— О да, арабская медицина, — произнес рыцарь. — Мы стали уважать ее — те, кто побывал в Святой земле.
— Вы с другом вместе там были? — Аделию заинтриговала разница в поведении двух рыцарей.
— В разное время, — ответил Джоселин. — Довольно странно, мы оба из Кембриджа, а встретились только после возвращения на родину. Восток огромен.
Судя по дорогим сапогам и тяжелому золотому кольцу на пальце, сэр Джоселин преуспел за время странствий на чужбине.
Аделия кивнула и пошла дальше, и только когда они с Мансуром отошли достаточно далеко, она вспомнила, что ей следовало поблагодарить рыцаря. Но через несколько секунд салернка напрочь забыла о сэре Джоселине и его опасном товарище. Аделия вновь превратилась в доктора, и все ее мысли занимал пациент.
Когда приор в прекрасном расположении духа вернулся в лагерь у дороги, то обнаружил, что женщина уже пришла и сидит у затухающего костра, а сарацин укладывает вещи в повозку и запрягает мулов.
Жоффре боялся встречи. Такой солидный и влиятельный человек, как он, лежал полуобнаженный, хныкающий от страха, перед этой женщиной, и в тот момент вся его солидность и влиятельность гроша медного не стоили.
Только чувство признательности и ясное понимание того, что без ее помощи он бы умер, удержали приора от малодушного бегства. Настоятель монастыря не мог уехать незаметно, не поговорив с ней.

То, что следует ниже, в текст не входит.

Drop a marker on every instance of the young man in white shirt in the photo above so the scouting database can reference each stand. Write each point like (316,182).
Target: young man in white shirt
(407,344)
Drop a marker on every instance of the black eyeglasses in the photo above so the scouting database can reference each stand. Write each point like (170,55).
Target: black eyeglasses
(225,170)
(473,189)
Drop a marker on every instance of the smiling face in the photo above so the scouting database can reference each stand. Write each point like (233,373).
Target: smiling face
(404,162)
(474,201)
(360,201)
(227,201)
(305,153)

Услышав шаги, Аделия подняла голову.
— Вы помочились?
— Да, — коротко ответил он.
— Без болей?
— Угу.
— Хорошо, — заключила она.
И тут приор вспомнил один случай. К воротам аббатства пришла нищенка, бродяжка, у которой начались схватки, и заведовавшему монастырским лазаретом брату Тео пришлось принимать роды. На следующее утро приор с братом Тео отправились навестить мать и новорожденное дитя. Жоффре гадал, кто из них испытывает больший стыд — женщина, явившая мужчине самые интимные органы, или монах, которому пришлось иметь с ними дело.

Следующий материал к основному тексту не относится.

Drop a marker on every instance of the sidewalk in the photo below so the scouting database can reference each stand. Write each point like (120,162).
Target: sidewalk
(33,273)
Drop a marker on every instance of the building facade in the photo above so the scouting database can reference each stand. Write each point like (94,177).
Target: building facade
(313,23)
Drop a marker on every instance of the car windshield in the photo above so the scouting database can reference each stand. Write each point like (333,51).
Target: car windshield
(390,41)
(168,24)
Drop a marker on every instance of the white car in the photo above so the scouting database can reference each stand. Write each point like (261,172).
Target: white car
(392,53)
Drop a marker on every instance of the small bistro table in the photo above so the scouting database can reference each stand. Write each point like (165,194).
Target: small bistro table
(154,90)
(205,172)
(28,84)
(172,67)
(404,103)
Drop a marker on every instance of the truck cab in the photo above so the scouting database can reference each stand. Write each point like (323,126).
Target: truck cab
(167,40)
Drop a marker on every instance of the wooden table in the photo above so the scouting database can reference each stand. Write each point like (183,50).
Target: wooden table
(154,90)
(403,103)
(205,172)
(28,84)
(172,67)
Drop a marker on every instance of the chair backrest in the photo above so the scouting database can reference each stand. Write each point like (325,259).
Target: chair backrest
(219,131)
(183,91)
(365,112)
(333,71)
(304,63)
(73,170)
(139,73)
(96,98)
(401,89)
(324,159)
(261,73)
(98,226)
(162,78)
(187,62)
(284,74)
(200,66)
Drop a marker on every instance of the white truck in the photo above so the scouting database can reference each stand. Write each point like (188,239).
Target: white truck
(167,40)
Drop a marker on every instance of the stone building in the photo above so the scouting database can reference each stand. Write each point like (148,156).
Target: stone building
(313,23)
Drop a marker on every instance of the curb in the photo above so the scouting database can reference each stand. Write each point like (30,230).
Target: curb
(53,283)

Ни один из них вообще не испытывал стыда. И никакого смущения. Они смотрели друг на друга с гордостью.
То же самое было и теперь. В сверкающих карих глазах, направленных на него, не было ни намека на похоть. Приор почувствовал себя боевым соратником Аделии — возможно, младшим по званию. Они вместе сражались против врага и победили.

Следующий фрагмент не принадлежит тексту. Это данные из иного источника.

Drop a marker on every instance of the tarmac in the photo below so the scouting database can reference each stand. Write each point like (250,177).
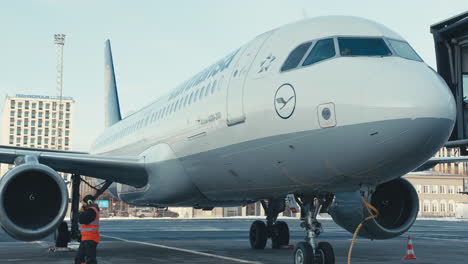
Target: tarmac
(226,241)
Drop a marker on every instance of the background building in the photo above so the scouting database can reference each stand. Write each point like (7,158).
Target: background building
(36,121)
(439,193)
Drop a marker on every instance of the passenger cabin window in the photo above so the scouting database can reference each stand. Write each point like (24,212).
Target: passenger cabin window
(295,56)
(404,50)
(363,47)
(323,49)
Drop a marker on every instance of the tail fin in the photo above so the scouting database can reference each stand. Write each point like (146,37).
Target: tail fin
(111,97)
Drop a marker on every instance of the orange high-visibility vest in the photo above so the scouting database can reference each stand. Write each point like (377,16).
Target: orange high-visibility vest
(91,231)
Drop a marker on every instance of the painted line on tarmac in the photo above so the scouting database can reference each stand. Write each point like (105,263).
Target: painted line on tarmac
(184,250)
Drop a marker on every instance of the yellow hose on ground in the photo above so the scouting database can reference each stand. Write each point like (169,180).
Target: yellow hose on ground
(374,214)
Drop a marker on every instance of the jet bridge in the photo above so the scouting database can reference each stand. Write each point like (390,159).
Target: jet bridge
(451,46)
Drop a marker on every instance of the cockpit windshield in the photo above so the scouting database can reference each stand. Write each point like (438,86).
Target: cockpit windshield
(404,50)
(363,47)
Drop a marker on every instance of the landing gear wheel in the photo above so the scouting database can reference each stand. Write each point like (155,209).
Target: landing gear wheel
(258,235)
(325,254)
(279,234)
(303,254)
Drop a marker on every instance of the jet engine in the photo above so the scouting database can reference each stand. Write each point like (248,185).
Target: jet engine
(396,201)
(33,201)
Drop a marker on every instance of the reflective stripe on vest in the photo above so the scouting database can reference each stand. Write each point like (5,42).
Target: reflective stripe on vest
(91,231)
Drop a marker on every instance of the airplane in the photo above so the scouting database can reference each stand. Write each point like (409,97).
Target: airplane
(329,111)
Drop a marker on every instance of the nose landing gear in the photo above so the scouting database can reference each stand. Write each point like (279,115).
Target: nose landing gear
(278,231)
(311,252)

Не меньше, чем за избавление от страданий, приор был благодарен доктору за это чувство. Он бросился к женщине и, целуя руку, прошептал:
— Puella mirabile, удивительная женщина.
Будь Аделия импульсивна, она бы непременно обняла приора. Она давно не занималась общей медицинской практикой и уже начала забывать, какое это невероятное удовольствие — видеть человека, излеченного твоими руками. Как бы там ни было, приора необходимо предупредить о возможном развитии болезни.